[Intel-gfx] [PATCH v2 2/2] drm/i915: fix HW lockup due to missing RPS IRQ workaround on GEN6

Imre Deak imre.deak at intel.com
Fri Dec 19 06:07:49 PST 2014


On Fri, 2014-12-19 at 14:41 +0100, Daniel Vetter wrote:
> On Fri, Dec 19, 2014 at 02:51:57PM +0200, Imre Deak wrote:
> > In
> > 
> > commit dbea3cea69508e9d548ed4a6be13de35492e5d15
> > Author: Imre Deak <imre.deak at intel.com>
> > Date:   Mon Dec 15 18:59:28 2014 +0200
> > 
> >     drm/i915: sanitize RPS resetting during GPU reset
> > 
> > we disable RPS interrupts during GPU resetting, but don't apply the
> > necessary GEN6 HW workaround. This leads to a HW lockup during a
> > subsequent "looping batchbuffer" workload. This is triggered by the
> > testcase that submits exactly this kind of workload after a simulated
> > GPU reset. I'm not sure how likely the bug would have triggered
> > otherwise, since we would have applied the workaround anyway shortly
> > after the GPU reset, when enabling GT powersaving from the deferred
> > work.
> > 
> > This may also fix unrelated issues, since during driver loading /
> > suspending we also disable RPS interrupts and so we also had a short
> > window during the rest of the loading / resuming where a similar
> > workload could run without the workaround applied.
> > 
> > v2:
> > - separate the fix to route RPS interrupts to the CPU on GEN9 too
> >   to a separate patch (Daniel)
> > 
> > Bisected-by: Ander Conselvan de Oliveira <ander.conselvan.de.oliveira at intel.com>
> > Testcase: igt/gem_reset_stats/ban-ctx-render
> > Bugzilla: https://bugs.freedesktop.org/show_bug.cgi?id=87429
> > Signed-off-by: Imre Deak <imre.deak at intel.com>
> > ---
> >  drivers/gpu/drm/i915/i915_irq.c  | 18 ++++++++++++++++--
> >  drivers/gpu/drm/i915/intel_drv.h |  1 +
> >  drivers/gpu/drm/i915/intel_pm.c  | 11 +----------
> >  3 files changed, 18 insertions(+), 12 deletions(-)
> > 
> > diff --git a/drivers/gpu/drm/i915/i915_irq.c b/drivers/gpu/drm/i915/i915_irq.c
> > index aa3180c..f853f26 100644
> > --- a/drivers/gpu/drm/i915/i915_irq.c
> > +++ b/drivers/gpu/drm/i915/i915_irq.c
> > @@ -296,6 +296,21 @@ void gen6_enable_rps_interrupts(struct drm_device *dev)
> >  	spin_unlock_irq(&dev_priv->irq_lock);
> >  }
> >  
> > +u32 gen6_sanitize_rps_pm_mask(struct drm_i915_private *dev_priv, u32 mask)
> > +{
> > +	/*
> > +	 * IVB and SNB hard hangs on looping batchbuffer
> > +	 * if GEN6_PM_UP_EI_EXPIRED is masked.
> > +	 */
> > +	if (INTEL_INFO(dev_priv)->gen <= 7 && !IS_HASWELL(dev_priv))
> 
> Hm, the comment says snb&ivb, but the code includes byt.

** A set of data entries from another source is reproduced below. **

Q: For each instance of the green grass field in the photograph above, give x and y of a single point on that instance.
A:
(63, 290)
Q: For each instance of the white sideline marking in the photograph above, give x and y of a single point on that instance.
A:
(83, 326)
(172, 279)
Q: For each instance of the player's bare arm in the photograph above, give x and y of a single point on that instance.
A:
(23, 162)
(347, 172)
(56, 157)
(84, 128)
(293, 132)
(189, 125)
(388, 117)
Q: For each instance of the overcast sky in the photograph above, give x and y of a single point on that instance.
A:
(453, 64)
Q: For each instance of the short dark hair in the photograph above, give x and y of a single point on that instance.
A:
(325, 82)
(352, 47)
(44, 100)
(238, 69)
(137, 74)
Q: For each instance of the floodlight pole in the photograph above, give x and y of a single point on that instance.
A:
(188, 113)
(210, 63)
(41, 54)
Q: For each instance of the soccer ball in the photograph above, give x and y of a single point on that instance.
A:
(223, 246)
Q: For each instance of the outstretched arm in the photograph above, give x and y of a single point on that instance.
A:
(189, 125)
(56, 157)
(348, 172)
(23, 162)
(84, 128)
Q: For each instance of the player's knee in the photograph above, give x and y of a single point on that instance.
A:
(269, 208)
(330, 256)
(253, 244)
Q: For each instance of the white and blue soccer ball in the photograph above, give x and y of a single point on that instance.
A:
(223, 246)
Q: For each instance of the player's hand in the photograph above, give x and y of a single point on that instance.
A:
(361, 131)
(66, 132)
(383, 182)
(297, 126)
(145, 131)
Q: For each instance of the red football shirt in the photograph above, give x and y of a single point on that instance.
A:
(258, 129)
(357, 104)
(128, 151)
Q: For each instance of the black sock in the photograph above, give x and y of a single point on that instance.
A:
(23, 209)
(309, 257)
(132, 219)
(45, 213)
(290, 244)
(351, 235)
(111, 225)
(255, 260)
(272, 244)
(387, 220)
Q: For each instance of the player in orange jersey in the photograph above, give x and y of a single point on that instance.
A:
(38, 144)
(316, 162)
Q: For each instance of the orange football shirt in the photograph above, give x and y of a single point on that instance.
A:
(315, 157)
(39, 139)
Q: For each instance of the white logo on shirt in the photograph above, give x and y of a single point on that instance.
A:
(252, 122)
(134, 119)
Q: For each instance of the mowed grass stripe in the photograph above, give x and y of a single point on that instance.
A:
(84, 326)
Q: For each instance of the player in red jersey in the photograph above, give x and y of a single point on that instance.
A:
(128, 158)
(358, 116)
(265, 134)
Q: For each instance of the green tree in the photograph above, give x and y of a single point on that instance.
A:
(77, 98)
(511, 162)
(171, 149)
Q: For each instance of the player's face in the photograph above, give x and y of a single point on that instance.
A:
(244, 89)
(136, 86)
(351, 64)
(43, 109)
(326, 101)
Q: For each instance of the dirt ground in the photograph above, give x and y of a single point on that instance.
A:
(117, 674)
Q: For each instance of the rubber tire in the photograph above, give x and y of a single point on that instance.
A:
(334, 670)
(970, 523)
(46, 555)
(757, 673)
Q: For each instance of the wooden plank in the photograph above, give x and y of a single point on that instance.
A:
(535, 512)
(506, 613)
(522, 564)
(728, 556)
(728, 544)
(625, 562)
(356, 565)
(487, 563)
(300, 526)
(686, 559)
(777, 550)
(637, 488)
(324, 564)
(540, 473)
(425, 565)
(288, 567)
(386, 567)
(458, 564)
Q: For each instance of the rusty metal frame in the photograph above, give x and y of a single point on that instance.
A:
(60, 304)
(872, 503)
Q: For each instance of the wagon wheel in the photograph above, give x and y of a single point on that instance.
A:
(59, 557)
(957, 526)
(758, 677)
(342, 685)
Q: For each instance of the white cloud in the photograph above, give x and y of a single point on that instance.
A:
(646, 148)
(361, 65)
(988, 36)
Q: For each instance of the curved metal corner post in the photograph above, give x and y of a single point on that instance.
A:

Yea, that code comment is out-of-date. You want me to send a v3 fixing
that?

> We also have an unprocted write to PMINTRMSK still in vlv_set_rps_idle.
> For consistency I think we should either switch to explicitly check for
> only snb/ivb here or adapt the mask in vlv_set_rps_idle too.

gen6_rps_pm_mask() is also used for VLV, so there is only the
unprotected write you mention. But that can be fixed up separately.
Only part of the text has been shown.